How much sleep is enough?

Sleep is a time for the body to replenish its expended energies, to repair itself or to recover from the wear-and-tear of daily living. As such, it is a very important human need that has to be properly satisfied. But how much amount of sleep is necessary?

A person's sleep requirement goes inversely with his age. As a general rule, young people need more sleep hours than grown-ups. A young body needs to sleep more in order to allow its full development. But only very few people take their sleep issue seriously. Many think it is okay to just sleep for a few hours or to take a quick nap just when they feel sleepy. This is not quite right, according to recent sleep research.

Economic hurdles compel people to work more and at odd hours that their sleep time has been cut by about 20 percent over these last decades. And still there's family and other social activities that need time and attention, so that the minutes or hours taken off from people's sleep are very seldom, if at all, paid back.

Chronic lack of sleep can lead to ill health and erratic, even potentially dangerous, behavior. A woman who hadn't had sleep for nights in a row switched her electric flatiron on when she wanted to watch TV. Another one loaded her dirty dishes into the clothes dryer, instead of putting them in the sink. A staff of a Manila bank worked overtime for several nights in order to earn extra to buy a ticket for the recent Pacquiao-Larios boxing match. He got a prime ticket, but was so sleepy that he dozed off in his seat in the early minutes of the fight and remained asleep until it was all over.

The more common scenario is of sleepy people making mathematics errors, breaking things and being irritable. Other, more immediate effects of sleep deprivation on health and wellbeing include impaired cognitive skills and poor physical performance. Sleepy people have low comprehension levels and lack the stamina to do even ordinary tasks.

There is a rising incidence of accidents caused by drivers falling asleep at the wheel. Laboratory experiments have established that lack of sleep can cause people to slip into "micro-sleeps". These are very short lapses in consciousness, so brief, in fact, that the person experiencing them may not be aware of it when it happens. Micro-sleeps last for a quick two seconds, on average, and can occur even with the eyes wide open.

Our internal biological clock regulates the time we are each to spend on sleep.
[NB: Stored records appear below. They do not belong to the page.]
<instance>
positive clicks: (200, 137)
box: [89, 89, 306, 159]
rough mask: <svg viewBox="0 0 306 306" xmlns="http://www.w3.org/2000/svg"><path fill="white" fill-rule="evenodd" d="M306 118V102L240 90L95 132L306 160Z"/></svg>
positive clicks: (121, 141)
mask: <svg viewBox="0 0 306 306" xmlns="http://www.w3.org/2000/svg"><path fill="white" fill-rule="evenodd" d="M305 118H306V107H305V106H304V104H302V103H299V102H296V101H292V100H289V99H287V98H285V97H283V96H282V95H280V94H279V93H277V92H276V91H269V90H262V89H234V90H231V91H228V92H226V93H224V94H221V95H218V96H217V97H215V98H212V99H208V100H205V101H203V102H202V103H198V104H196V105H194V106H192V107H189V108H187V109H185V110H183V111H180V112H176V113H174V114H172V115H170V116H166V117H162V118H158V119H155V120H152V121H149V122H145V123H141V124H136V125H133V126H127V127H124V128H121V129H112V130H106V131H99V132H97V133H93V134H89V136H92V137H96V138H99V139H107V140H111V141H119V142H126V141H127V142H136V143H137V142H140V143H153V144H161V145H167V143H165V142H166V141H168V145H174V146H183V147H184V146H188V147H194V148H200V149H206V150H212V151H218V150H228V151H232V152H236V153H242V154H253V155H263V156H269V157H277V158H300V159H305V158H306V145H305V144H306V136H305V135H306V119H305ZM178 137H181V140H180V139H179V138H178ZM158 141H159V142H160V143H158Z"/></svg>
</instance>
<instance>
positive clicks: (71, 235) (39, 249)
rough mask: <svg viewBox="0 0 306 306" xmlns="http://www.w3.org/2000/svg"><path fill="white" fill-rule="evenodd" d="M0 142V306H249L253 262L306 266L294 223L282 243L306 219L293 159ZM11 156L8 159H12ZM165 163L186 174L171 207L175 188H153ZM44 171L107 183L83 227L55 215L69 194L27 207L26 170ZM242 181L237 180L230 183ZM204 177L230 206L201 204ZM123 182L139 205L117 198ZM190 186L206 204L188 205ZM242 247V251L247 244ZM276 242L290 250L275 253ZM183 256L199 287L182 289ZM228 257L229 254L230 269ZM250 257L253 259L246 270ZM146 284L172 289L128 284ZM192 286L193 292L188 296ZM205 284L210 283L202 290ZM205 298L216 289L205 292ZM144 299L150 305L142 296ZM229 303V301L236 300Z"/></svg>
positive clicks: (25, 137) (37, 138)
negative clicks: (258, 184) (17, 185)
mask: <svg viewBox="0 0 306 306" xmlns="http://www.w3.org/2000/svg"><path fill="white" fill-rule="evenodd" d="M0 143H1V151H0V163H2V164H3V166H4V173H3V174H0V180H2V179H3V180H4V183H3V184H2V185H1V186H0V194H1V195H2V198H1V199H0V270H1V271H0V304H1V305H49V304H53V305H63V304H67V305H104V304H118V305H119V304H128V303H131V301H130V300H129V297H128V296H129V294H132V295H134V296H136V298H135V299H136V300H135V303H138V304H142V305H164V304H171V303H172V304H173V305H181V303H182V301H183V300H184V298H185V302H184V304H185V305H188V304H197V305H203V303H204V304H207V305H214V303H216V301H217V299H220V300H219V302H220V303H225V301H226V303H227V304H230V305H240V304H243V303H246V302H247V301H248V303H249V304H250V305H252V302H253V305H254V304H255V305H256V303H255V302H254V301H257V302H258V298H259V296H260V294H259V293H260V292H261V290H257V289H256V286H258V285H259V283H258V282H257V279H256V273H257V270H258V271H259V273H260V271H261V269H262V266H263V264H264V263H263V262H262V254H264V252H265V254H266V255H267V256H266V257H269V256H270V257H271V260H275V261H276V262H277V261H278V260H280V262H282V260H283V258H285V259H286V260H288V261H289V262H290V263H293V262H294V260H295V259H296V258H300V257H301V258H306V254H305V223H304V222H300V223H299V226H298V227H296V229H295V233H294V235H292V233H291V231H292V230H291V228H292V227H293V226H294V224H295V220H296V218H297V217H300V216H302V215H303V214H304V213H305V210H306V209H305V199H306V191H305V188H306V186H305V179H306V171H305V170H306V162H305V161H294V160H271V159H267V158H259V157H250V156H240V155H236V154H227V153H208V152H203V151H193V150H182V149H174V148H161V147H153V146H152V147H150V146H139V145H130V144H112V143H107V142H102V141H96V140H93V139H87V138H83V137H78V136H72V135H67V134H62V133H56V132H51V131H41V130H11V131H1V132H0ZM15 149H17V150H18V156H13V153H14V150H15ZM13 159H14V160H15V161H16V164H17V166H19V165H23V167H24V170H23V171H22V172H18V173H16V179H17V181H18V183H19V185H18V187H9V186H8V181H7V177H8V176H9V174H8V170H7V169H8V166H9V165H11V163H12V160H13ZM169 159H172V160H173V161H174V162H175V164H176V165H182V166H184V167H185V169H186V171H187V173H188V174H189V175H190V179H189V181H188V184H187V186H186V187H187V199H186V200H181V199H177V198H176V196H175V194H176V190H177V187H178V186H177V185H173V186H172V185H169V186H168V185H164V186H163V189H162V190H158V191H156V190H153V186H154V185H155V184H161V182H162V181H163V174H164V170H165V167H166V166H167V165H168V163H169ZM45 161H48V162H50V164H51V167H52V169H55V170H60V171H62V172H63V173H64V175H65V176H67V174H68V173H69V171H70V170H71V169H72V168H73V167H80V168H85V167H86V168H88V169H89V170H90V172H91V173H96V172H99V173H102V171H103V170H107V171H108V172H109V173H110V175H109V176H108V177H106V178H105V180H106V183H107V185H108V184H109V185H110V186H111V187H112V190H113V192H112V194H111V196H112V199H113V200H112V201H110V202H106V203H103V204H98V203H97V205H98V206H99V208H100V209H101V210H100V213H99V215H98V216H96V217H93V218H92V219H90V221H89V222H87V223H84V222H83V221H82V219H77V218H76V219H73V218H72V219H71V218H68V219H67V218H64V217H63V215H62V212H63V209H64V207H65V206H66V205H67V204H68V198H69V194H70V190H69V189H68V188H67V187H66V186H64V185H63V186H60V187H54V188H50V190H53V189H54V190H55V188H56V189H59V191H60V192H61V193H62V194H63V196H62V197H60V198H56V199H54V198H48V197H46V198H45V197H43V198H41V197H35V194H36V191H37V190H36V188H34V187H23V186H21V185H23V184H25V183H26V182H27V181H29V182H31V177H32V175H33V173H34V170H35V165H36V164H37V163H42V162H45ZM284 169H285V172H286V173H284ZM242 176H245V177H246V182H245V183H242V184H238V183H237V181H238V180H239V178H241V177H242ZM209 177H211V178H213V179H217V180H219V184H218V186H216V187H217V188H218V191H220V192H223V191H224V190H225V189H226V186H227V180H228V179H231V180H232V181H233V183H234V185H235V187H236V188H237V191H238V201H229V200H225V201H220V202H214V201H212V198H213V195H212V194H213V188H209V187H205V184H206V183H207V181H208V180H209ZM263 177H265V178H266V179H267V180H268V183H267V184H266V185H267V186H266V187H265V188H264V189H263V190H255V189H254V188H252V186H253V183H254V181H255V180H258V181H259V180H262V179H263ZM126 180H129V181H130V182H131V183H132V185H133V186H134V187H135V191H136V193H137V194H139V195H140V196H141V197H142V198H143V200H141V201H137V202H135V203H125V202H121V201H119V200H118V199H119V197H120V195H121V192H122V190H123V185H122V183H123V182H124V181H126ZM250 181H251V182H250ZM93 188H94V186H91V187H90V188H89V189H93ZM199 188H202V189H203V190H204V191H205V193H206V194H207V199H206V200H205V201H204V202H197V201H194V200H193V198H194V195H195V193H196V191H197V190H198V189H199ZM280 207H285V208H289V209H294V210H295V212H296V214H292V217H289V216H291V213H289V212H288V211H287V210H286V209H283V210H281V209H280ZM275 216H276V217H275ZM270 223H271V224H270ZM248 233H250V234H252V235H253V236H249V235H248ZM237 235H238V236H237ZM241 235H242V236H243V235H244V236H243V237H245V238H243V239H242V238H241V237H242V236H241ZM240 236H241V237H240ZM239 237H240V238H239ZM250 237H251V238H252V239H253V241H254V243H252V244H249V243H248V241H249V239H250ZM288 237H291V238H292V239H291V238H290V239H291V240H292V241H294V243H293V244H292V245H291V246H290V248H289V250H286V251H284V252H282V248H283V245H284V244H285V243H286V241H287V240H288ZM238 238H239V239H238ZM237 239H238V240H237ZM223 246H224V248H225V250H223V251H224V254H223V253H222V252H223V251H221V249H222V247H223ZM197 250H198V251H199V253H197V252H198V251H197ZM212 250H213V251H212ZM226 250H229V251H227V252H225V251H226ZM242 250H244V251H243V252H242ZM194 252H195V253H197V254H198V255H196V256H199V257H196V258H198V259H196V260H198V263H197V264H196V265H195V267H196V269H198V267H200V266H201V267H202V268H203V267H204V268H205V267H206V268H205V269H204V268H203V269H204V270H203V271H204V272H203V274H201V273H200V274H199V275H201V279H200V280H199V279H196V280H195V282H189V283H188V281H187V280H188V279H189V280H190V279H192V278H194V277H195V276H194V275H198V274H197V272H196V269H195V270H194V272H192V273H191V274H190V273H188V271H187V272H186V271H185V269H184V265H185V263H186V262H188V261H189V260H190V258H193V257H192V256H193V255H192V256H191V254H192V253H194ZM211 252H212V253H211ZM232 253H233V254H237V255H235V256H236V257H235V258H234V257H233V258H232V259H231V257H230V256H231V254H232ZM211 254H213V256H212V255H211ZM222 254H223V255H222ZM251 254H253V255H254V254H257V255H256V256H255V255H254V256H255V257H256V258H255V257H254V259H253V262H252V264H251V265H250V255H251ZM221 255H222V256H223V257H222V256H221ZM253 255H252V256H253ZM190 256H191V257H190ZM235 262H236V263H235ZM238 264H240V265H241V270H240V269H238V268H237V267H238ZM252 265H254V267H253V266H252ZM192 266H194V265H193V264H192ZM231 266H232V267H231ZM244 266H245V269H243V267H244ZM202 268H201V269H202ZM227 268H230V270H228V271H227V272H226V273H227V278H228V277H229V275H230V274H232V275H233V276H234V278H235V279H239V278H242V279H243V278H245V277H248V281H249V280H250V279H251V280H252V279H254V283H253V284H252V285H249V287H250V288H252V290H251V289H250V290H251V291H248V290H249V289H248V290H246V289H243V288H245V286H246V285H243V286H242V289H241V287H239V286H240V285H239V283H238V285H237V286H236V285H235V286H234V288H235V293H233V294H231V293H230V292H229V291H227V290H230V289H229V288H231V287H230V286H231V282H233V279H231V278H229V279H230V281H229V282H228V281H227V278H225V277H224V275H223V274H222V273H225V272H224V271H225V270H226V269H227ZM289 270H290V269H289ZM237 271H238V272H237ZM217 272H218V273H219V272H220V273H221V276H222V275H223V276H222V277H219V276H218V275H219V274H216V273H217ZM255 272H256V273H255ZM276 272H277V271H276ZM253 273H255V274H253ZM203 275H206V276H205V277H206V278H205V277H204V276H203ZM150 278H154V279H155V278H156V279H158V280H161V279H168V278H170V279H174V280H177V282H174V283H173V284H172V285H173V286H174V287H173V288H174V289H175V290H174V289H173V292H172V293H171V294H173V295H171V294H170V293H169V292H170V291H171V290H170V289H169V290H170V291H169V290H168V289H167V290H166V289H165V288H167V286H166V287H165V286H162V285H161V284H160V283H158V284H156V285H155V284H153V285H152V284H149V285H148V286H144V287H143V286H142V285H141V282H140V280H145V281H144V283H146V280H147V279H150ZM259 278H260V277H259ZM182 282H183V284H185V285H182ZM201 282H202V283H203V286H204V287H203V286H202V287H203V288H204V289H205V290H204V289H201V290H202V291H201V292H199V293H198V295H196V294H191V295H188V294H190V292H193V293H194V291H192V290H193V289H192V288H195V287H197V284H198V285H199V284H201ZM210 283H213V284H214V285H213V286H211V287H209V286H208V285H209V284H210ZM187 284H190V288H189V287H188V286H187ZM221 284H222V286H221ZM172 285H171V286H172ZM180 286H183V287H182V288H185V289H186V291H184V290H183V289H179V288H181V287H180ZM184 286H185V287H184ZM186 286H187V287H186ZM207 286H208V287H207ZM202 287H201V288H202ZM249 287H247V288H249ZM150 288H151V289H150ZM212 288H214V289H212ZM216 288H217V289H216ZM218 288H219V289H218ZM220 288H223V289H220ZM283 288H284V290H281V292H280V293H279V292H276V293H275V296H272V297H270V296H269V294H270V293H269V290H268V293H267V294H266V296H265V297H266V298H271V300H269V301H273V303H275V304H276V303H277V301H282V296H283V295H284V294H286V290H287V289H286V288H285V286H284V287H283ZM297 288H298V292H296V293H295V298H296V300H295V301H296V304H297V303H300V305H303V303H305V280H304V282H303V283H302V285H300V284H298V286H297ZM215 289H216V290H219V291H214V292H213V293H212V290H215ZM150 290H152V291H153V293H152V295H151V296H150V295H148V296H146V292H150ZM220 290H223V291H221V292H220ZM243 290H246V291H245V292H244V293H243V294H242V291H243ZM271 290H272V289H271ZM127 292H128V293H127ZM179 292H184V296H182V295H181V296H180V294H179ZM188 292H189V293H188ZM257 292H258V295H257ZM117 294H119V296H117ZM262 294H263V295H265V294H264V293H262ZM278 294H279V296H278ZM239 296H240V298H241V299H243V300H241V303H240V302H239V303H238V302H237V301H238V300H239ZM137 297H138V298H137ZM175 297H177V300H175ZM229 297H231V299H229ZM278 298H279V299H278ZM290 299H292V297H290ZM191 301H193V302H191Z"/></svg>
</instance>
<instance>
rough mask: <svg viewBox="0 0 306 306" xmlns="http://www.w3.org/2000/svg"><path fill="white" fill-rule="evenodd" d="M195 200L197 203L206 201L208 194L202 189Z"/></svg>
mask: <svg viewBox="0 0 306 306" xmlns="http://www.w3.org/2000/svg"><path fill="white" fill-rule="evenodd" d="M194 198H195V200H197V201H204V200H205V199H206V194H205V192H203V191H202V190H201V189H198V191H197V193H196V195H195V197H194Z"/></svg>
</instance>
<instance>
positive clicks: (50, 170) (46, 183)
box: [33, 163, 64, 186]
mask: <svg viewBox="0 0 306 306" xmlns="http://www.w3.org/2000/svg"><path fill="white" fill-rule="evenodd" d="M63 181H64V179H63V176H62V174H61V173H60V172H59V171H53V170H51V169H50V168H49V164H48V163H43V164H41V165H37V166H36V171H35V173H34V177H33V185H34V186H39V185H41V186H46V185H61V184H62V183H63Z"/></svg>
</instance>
This explains why we often feel uneasy when we linger in bed way too long. We feel the same - but often worse - when we lack sleep. And the brain is very accurate in keeping account of the amount sleep lacking. If a person gets an hour less than a full night's sleep, for example, that sleep deficit is carried into the next day. Hence, he is more likely to feel sleepy, or actually fall asleep, during the day. If it happens at the workplace, the consequences can be bad.

Sleep deprivation accumulates continually until the owed time is satisfactorily offset or compensated. In a six-day work week, if a person got only six hours of sleep each night instead of the required eight hours, he would owe himself a total of twelve hours of sleep that week. Around the fifth or the sixth day, he may begin to feel so sleepy, as if he'd stayed up all night.

Many offices are close or have a skeletal workforce on Saturday afternoons. Workers like to go on a half-day off to rest. Yet even if they spend the whole afternoon sleeping, those few hours are still short of the total time of sleep they may have lacked during the week. And since Sunday is family or social day, it cannot be relied upon to further offset that accumulated sleep deficit. By Monday, habitual sleep debtors, returning either to work or school, are usually feeling as worn out as they were during the weekend.

It is not clear how long the brain keeps a record of uncompensated sleep debt. Research has only been able to measure short periods, ranging from weeks to a month. It is thought that periods of sickness, including those triggered by lack of sleep, help to offset accumulated sleep debt. Those ailments that need confining the patient to bed are specifically helpful in this respect.

People are ordinarily bad judges of their own sleep needs. But sheer common sense can help. It only takes for one to observe his alertness level during the day in relation to the length of his sleep the night before. If he feels sleepy at certain times, then he needs to add to his nightly sleep, in certain time fractions of, say, 30 minutes or 1 hour, until the daytime sleepiness diminishes or is gone completely. By the time he feels sleepy only around his regular bedtime, he is most probably meeting his personal sleep requirement adequately.

The pioneering medical principle still stands-that although sleep needs vary among people, those that sleep about eight hours daily, on average, tend to live healthier and longer.